It has been an overwhelming day - my son's success and happiness, George Martin's death, sunshine. Two students sent me moving, evocative pieces about depression which drew me vividly into an experience I can empathize with but cannot understand. I spent time looking through photo albums for pix of a little Sam in Barbados, thus reliving two decades of family life, which is joy and pain in equal measure.
And I'm now sitting here after supper, sobbing out loud, sodden, eyes flooded, listening to the red album, Beatles #1, the early compilation that would not exist without George Martin. This music haunts me, feeds me, devastates me. It's not chords and singers, it's my very soul I'm listening to.

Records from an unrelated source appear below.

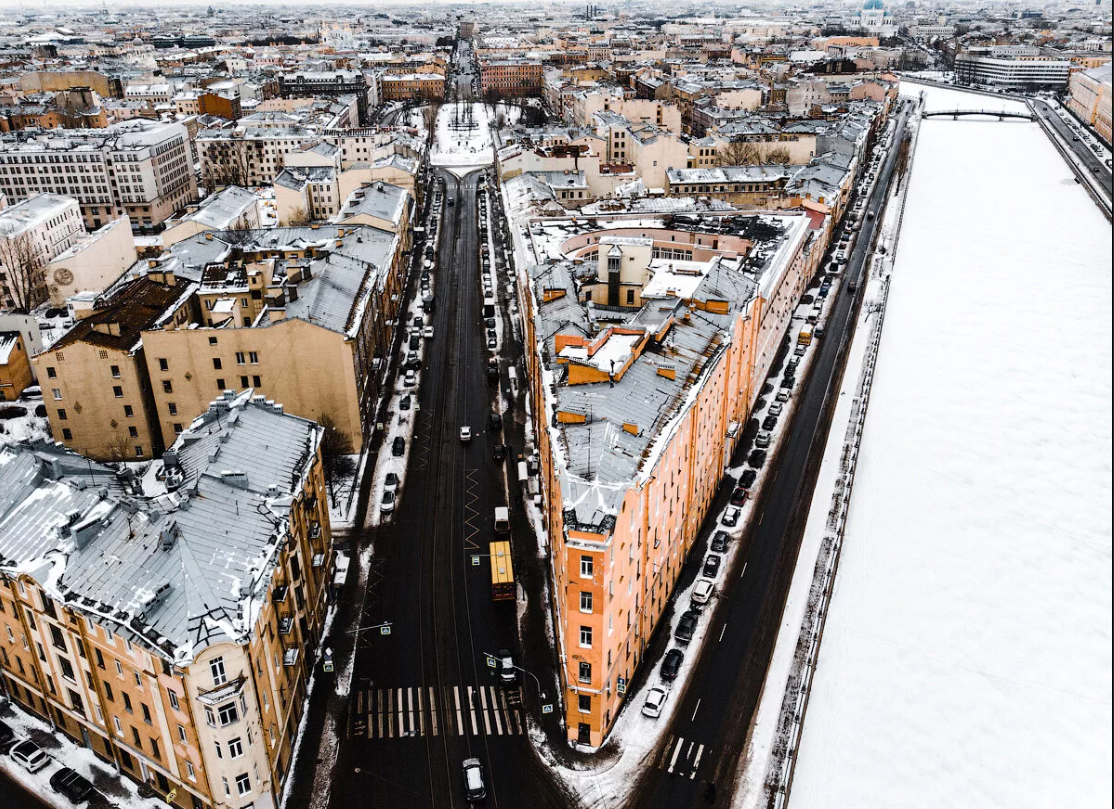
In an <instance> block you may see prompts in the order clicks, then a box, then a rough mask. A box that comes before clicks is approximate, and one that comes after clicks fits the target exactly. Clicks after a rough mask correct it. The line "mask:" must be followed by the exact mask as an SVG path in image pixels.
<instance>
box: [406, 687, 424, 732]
mask: <svg viewBox="0 0 1114 809" xmlns="http://www.w3.org/2000/svg"><path fill="white" fill-rule="evenodd" d="M407 710H408V711H409V712H410V732H411V733H413V732H414V690H413V689H412V688H409V689H407ZM418 712H419V713H421V709H419V710H418Z"/></svg>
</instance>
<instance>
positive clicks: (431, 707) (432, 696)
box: [429, 685, 437, 735]
mask: <svg viewBox="0 0 1114 809" xmlns="http://www.w3.org/2000/svg"><path fill="white" fill-rule="evenodd" d="M429 729H430V730H431V731H433V735H437V700H436V699H433V686H432V685H431V686H430V689H429Z"/></svg>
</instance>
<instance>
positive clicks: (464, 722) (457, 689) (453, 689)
mask: <svg viewBox="0 0 1114 809" xmlns="http://www.w3.org/2000/svg"><path fill="white" fill-rule="evenodd" d="M452 695H453V696H455V698H456V700H457V735H463V734H465V718H463V714H462V713H461V711H460V686H459V685H453V686H452Z"/></svg>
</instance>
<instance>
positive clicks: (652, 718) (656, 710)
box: [642, 686, 670, 719]
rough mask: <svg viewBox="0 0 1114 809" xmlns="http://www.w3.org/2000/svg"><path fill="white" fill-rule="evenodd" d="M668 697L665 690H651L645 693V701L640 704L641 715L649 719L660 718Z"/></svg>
mask: <svg viewBox="0 0 1114 809" xmlns="http://www.w3.org/2000/svg"><path fill="white" fill-rule="evenodd" d="M668 696H670V692H668V691H666V690H665V689H659V688H657V686H654V688H652V689H651V690H649V691H647V692H646V701H645V702H644V703H642V715H643V717H649V718H651V719H657V718H658V717H661V715H662V709H663V708H665V700H666V699H668Z"/></svg>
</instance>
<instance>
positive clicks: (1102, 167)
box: [1029, 98, 1114, 202]
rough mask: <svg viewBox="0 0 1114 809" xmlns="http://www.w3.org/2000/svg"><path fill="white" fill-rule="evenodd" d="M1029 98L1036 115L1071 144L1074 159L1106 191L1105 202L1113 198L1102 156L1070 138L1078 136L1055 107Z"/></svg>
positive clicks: (1104, 190) (1113, 189)
mask: <svg viewBox="0 0 1114 809" xmlns="http://www.w3.org/2000/svg"><path fill="white" fill-rule="evenodd" d="M1029 100H1030V103H1032V104H1033V107H1034V109H1035V110H1036V113H1037V115H1039V116H1040V117H1042V118H1044V120H1046V121H1047V123H1048V124H1049V126H1052V127H1053V128H1054V129H1055V130H1056V133H1057V134H1058V135H1059V136H1061V137H1062V138H1064V142H1065V143H1066V144H1067V145H1068V146H1071V147H1072V150H1073V152H1074V153H1075V157H1076V159H1078V160H1079V163H1082V164H1083V165H1084V166H1086V168H1087V170H1088V172H1091V174H1092V175H1093V176H1094V177H1095V179H1097V181H1098V184H1100V185H1101V186H1102V187H1103V191H1104V192H1105V193H1106V199H1107V202H1110V201H1111V199H1112V198H1114V188H1112V175H1111V169H1110V168H1107V167H1106V164H1105V163H1104V162H1103V160H1102V158H1100V157H1098V156H1097V155H1096V154H1095V153H1094V152H1092V150H1091V148H1089V147H1088V146H1087V145H1086V144H1085V143H1083V140H1072V138H1073V137H1079V135H1078V133H1077V131H1076V130H1075V129H1073V128H1072V127H1071V126H1068V125H1067V124H1066V123H1065V121H1064V119H1063V118H1061V117H1059V115H1058V114H1057V113H1056V108H1055V107H1053V106H1052V105H1049V104H1047V103H1045V101H1043V100H1042V99H1039V98H1032V99H1029Z"/></svg>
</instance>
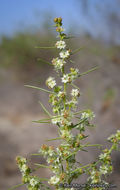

When I got home from the Y at 1.30, I found an email from Chris in Vancouver marked Urgent. Oh God, I thought, what has happened to him? But he wanted to tell me that Macca has announced two concerts in Vancouver April 19 and 20. OHMYGOD. I am in Vancouver the 19th but supposed to fly out that day. That can change. OHMYGOD, another Macca concert! He will soon be 74. How many more?
Much arranging. It turns out that the advance tickets go on sale at 11 a.m. tomorrow when I am supposed to be at the Aquarium with Anna and the boys, a long-ago special date set for 10 a.m. But ... I need to get my ticket. So we spent some time rearranging, and it will work out; I will meet them, give them the tickets, go to an internet place on King St. and wait to buy my ticket at 11, then meet them at the Aquarium only an hour and a bit late.
So tonight, thinking of George Martin, I put on the red album. Why do I erupt into sobs? What is it about this music? Am I thinking of my young self? Right now, Eight Days a Week is on, and I am dissolved. That's just the way it is. This universal music and the stellar musicians who made it mean more to me than I can say, cut so deep, as deep as I go. Nothing I can do about it.
Here's "Yesterday," with the string quartet suggested by Martin the perfect background for this limpid, lucent song. Thank you, George, for all you gave. You were lucky, no question. And so were we.
I weep because John is dead and George is dead and George Martin is dead and they were geniuses. And I am somehow, inexplicably, sixty-five years old with grey hair and wrinkles, and all you need, all you need, is love. Hello goodbye.